トランプ政権の閣僚で“狂犬”の異名を取るジェームズ・マティス国防長官(66)が3日、来日し、首相官邸で行われた安倍晋三首相(62)との会談で、日米同盟の重要性を改めて確認。中国が挑発する尖閣諸島の問題では「(米国の防衛義務を規定した日米安全保障条約第5条が)適用される」と明言した。

 マティス氏は米国ワシントン州の出身で、1969年に海兵隊に入隊。91年の湾岸戦争や2001年の米国同時多発テロ後、報復として行われたイラク戦争などで部隊を指揮した。

 軍人として「アフガンで女性を叩き続ける男を撃つのは楽しい。私は喧嘩は大好きだ!」などといった発言から“狂犬”と呼ばれるようになったがその半面、7000冊の蔵書を持つ無類の読書家としても知られる。

 政府関係者は「マティス氏はトランプ大統領が『彼こそ大将の中の大将』とほれ込んだ人物です。オバマ政権のイラン政策を批判し、13年に退役。米国の法律で、元軍人は国防省の要職に就くのに退役後7年以上経過しなければいけないが、上院で賛成98、反対はわずか1で承認されて国防長官に就任した」。

 会談では、核や大陸間長距離弾道ミサイル(ICBM)の開発を進める北朝鮮情勢についても話し合いが行われた。

 先月、金正恩朝鮮労働党委員長はICBMの発射準備が「最終段階に入った」と主張。トランプ政権は北朝鮮のミサイル問題を深刻に受け止めている。

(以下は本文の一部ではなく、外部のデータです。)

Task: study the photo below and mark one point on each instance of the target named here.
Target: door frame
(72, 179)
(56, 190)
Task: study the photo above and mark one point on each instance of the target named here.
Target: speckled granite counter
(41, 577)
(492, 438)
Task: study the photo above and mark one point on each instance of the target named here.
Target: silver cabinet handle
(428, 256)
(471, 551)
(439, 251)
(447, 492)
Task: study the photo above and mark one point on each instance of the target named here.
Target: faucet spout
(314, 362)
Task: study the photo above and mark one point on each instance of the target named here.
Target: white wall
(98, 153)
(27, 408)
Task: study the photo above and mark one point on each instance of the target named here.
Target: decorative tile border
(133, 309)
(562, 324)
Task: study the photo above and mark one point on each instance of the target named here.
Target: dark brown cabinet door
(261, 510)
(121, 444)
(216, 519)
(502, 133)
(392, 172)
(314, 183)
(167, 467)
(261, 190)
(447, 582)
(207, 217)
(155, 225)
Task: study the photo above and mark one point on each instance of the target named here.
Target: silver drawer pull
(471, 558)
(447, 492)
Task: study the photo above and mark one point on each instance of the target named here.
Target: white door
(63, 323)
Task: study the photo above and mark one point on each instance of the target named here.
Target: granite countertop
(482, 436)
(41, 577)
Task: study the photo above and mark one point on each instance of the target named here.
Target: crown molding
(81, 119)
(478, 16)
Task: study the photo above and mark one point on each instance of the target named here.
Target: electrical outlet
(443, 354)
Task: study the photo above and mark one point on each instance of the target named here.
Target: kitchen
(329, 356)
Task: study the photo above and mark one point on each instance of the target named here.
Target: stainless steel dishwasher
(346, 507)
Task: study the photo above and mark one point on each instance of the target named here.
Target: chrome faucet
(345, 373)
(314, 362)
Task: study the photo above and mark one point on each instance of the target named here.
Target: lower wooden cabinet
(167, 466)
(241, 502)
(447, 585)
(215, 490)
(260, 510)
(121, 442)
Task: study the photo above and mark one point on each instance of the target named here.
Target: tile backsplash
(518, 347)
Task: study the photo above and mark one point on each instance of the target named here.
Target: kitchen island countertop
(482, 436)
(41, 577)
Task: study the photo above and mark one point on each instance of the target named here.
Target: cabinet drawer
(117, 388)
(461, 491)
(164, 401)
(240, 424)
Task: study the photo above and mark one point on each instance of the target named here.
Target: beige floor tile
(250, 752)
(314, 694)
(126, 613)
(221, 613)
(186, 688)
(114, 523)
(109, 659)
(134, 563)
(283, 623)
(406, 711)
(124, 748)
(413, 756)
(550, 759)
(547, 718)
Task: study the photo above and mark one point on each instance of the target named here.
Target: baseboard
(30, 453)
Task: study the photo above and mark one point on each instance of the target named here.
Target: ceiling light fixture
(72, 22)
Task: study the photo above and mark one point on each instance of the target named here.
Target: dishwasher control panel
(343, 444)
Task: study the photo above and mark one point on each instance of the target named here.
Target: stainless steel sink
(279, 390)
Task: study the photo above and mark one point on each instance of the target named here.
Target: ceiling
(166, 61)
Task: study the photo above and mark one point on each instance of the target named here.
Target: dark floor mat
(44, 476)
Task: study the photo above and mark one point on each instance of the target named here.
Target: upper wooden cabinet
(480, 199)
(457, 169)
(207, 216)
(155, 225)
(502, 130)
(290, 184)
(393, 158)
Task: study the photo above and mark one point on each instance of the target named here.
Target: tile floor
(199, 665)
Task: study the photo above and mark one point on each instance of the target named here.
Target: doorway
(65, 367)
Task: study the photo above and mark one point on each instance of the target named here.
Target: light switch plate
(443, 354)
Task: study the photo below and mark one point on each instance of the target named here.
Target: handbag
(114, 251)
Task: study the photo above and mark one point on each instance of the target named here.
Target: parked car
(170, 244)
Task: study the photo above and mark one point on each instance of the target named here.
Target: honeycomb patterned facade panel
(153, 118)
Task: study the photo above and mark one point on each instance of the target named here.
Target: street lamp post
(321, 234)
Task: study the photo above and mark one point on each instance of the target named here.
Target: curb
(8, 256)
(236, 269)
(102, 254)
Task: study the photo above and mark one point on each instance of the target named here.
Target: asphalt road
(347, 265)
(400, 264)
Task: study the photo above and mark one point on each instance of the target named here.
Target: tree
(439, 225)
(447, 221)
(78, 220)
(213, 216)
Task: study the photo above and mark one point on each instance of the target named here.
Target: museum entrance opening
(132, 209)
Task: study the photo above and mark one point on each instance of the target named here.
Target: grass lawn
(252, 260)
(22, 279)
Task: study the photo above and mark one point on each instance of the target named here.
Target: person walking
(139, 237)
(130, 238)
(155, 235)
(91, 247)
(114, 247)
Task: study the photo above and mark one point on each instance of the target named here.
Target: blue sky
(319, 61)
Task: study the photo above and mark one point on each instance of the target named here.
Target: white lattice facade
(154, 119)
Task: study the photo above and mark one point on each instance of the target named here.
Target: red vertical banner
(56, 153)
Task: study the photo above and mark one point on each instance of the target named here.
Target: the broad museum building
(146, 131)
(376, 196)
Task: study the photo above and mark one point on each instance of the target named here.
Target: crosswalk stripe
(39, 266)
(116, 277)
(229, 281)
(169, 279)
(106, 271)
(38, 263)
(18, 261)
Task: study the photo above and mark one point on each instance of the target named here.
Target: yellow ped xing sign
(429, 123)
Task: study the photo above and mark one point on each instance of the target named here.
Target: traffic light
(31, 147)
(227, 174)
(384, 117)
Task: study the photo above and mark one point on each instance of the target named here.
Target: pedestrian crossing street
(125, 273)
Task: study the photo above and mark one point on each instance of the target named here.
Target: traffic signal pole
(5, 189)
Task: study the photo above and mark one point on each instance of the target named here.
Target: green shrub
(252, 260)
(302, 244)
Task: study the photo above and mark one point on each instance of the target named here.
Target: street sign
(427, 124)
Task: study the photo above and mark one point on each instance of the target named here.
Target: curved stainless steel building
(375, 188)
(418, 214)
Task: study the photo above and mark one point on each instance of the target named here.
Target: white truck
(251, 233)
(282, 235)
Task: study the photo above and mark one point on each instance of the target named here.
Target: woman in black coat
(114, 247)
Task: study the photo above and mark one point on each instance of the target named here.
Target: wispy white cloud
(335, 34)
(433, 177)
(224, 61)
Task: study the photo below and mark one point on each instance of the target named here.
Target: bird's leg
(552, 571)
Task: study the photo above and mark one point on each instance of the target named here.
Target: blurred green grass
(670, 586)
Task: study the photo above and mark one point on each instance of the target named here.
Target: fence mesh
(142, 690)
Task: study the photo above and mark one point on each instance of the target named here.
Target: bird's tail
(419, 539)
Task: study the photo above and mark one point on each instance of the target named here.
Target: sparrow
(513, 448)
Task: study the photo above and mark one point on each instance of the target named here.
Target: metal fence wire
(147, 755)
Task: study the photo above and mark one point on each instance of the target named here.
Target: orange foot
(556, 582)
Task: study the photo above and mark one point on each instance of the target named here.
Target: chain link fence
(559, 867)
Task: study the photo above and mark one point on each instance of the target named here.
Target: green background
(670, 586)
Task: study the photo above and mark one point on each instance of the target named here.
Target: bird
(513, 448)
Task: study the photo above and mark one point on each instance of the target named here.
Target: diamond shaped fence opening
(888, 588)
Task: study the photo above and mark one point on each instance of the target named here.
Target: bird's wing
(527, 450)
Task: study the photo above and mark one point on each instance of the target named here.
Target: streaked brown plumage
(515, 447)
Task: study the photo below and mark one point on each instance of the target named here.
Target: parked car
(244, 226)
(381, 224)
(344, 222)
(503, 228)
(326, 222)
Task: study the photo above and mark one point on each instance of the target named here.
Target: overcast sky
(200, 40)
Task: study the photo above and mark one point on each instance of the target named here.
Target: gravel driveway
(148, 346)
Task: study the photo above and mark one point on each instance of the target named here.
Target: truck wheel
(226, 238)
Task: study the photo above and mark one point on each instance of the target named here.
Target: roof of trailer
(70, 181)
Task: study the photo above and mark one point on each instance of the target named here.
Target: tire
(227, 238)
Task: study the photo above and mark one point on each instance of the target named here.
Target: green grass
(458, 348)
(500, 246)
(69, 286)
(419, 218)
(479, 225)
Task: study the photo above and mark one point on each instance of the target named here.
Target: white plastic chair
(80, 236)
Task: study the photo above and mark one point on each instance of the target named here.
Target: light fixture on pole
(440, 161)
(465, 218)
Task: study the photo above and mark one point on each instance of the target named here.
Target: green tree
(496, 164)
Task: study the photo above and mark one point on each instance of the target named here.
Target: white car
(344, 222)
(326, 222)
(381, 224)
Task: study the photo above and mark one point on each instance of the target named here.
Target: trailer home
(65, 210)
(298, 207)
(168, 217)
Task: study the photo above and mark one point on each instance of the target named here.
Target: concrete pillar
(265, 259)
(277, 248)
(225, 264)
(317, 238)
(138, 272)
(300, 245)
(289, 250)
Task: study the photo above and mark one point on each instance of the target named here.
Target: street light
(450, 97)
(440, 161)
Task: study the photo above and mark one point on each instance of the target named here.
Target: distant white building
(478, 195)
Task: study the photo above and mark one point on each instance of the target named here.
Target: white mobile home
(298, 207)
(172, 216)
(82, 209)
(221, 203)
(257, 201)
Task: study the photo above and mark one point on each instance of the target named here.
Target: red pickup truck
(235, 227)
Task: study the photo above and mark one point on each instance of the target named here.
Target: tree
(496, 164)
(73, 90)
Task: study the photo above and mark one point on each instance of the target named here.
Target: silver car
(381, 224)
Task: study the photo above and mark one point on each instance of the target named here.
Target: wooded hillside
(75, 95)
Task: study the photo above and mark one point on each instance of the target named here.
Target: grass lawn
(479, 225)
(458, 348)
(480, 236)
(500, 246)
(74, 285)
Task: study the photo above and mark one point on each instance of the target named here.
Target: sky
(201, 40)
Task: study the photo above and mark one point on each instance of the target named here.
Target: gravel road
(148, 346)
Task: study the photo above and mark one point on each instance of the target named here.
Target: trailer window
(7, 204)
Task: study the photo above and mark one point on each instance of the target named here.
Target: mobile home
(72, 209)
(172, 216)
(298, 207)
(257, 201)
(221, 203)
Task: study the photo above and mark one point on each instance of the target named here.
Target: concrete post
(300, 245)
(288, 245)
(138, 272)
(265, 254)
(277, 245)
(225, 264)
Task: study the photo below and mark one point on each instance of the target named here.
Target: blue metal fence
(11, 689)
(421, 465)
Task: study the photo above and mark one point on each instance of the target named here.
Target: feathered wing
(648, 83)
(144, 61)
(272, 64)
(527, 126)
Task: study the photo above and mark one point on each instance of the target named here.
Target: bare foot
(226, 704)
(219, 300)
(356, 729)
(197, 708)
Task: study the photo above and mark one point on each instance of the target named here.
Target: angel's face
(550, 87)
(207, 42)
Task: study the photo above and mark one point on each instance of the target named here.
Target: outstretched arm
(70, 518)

「北朝鮮は、3月の米韓軍事訓練をけん制してミサイル発射を示唆した。マティス氏は、韓国を対北朝鮮前哨基地にしたい意向がある。正恩氏の暴走が続けば、韓国に米軍の迎撃システム高高度防衛ミサイル(THAAD)を配備する。北朝鮮に対し、軍事攻撃を行う可能性も十分に予想される」(前出の関係者)

 生涯独身を貫くというマティス氏は“戦う修道士”として、批判が圧倒的なトランプ政権の中で唯一、良識派との評価が高い。就任早々の来日で、中国、北朝鮮をけん制したともいえるが、会談では在日米軍駐留経費の負担増に言及はせず。後になって、異名通りにかみついてこなければいいが…。